Notably, frailty is not synonymous with chronological age. Standard trauma scoring systems often fail to capture functional impairment or geriatric syndromes while tools such as the Clinical Frailty Scale (CFS) or comprehensive geriatric assessment can support early recognition of high-risk patients and guide decision-making[15].
Incorporating frailty assessments into early trauma triage may allow clinicians to identify high-risk individuals who may require closer monitoring, even in the context of seemingly minor injuries. For example, a CFS score ≥ 5 has been associated with increased odds of adverse outcomes following low-energy trauma, independent of injury severity score (ISS)[19]. In elderly patients with anterior pelvic ring injuries, elevated frailty scores should prompt routine monitoring of ΔHb, early repeat imaging, and multidisciplinary involvement (e.g., geriatrics, hematology, and interventional radiology). Future risk-based clinical models should formally integrate frailty metrics alongside physiologic markers like ΔHb and clinical variables such as anticoagulation use, enabling a more holistic and predictive approach to early hemorrhage detection and management.

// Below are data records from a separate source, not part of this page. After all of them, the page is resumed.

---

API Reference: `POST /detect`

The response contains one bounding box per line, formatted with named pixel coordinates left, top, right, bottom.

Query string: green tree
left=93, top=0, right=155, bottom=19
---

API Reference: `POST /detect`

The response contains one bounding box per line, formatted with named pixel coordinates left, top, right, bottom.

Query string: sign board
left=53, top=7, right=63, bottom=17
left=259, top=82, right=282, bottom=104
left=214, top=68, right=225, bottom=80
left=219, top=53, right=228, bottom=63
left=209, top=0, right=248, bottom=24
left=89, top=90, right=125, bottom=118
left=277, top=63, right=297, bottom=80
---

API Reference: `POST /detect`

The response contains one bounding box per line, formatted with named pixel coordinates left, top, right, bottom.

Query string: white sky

In patients with elevated frailty scores, particularly those on anticoagulants or with known cardiovascular compromise, clinicians should adopt enhanced monitoring protocols, including more frequent vital sign checks, serial hemoglobin measurement (ΔHb), and a lower threshold for ordering repeat imaging such as contrast-enhanced computed tomography (CT) angiography. Moreover, high frailty scores may serve as a trigger for early multidisciplinary involvement, including consultation with geriatrics, hematology, and interventional radiology, as well as early mobilization and discharge planning support[20].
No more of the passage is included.